Gesundheitswesen 2016; 78 - A172
DOI: 10.1055/s-0036-1586681

Persönliche Gründe für die Nutzung eines medizinisch-diagnostischen Selbsttests: Ergebnisse der Inhaltsanalyse von 500 befragten Anwender/inne/n

P Kücükbalaban 1, S Schmidt 1, H Muehlan 1
  • 1Ernst-Moritz-Arndt-Universität Greifswald, Greifswald

Hintergrund: Eine Vielzahl von diagnostischen Selbsttests für Erkrankungen oder Krankheitsrisiken (z.B. für Allergien oder Darmkrebs) steht der Allgemeinbevölkerung rezeptfrei insbesondere über das Internet zur Verfügung. Bislang gibt es in Deutschland noch keine Studien zu den persönlichen Motiven der Nutzung von Selbsttests – deren Untersuchung das Ziel der vorliegenden Studie war.

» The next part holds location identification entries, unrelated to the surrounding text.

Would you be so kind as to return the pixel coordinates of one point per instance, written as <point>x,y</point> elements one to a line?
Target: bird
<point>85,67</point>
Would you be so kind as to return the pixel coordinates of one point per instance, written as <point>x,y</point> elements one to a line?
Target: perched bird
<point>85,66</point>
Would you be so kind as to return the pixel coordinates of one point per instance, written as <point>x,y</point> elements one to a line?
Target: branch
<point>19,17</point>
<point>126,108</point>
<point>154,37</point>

Methode: Teilnehmer/innen einer Onlinestudie wurden in Tranchen eingeladen, die repräsentativ bezüglich der Verteilung von Geschlecht und Alter in Deutschland waren. Die 505 Selbsttester wurden mit einer offenen Frage nach ihren persönlichen Gründen für die Anwendung eines Selbsttests befragt. Die Antworten wurden nach der qualitativen Inhaltsanalyse von Mayring durch zwei geschulte Rater kodiert und mit SPSS und Excel ausgewertet.

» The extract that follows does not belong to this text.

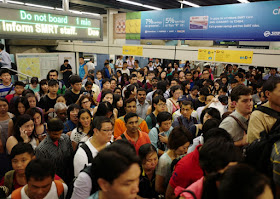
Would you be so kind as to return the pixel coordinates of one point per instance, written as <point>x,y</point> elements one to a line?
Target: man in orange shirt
<point>132,133</point>
<point>120,127</point>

Ergebnisse: Für die Antworten der befragten Selbsttester wurden insgesamt 980 Codes für die Anwendung von 709 individuellen Selbsttests vergeben. Diese konnten 13 Hauptkategorien mit 32 Unterkategorien zugeordnet werden. Die fünf häufigsten Hauptkategorien waren: (1) „Unsicherheit/zur Absicherung“ (23,9%), (2) „Risikowahrnehmung“ (z.B. familiärer Vorbelastung) (22,0%), (3) „Praktische Anwendungs-vorteile“ (10,3%), (4) „(Verlaufs-)Kontrolle“ (9,7%) sowie (5) „Empfehlung/Information“ (z.B. durch Ärzte oder Familie/Freunde) (9,2%). Es zeigten sich nur geringfügige Geschlechterunterschiede (jeweils < 2,5%) – ausgenommen für die Kategorie „Unsicherheit“, die knapp 5% häufiger von Frauen (25,6%) als von Männern (21,5%) angegeben wurde.

Diskussion: Die Ergebnisse zeigen, dass die Anwender zum deutlich überwiegenden Teil der Gruppe der sog. aktiven Selbsttester zuzurechnen sind, denen die Risikofaktoren/die Erkrankung bekannt gewesen ist und die aktiv die Möglichkeit gesucht haben einen Selbsttest durchzuführen. So wurden weniger als 10% der Tests aufgrund von Empfehlungen oder Informationen von anderen initiiert. Demgegenüber zeigte sich in einer niederländische Studie, dass Selbsttests vor allem durchgeführt wurden, weil es den Testern kostenlos angeboten wurde (sog. passive Selbsttester) und einem Teil dieser Tester die Risikofaktoren bzw. die Erkrankung vor dem Angebot zur Selbsttestung nicht bekannt waren.

Schlussfolgerung: Die persönlichen Motive einen Selbsttest durchzuführen könnten auch die Ursachen für die unterschiedlichen Prävalenzraten der Nutzung von Selbsttests in Deutschland (8,5%) im Vergleich zu den Niederlanden (16%) erklären. Folgeuntersuchungen sind notwendig, um das emotionale Erleben der Anwender sowie ihr Verhalten auf die Testergebnisse zu untersuchen und inwieweit von der zukünftigen Nutzung von Selbsttests in der Konsequenz tendenziell eher eine Entlastung oder eine Belastung der medizinischen Versorgungssysteme ausgehen wird.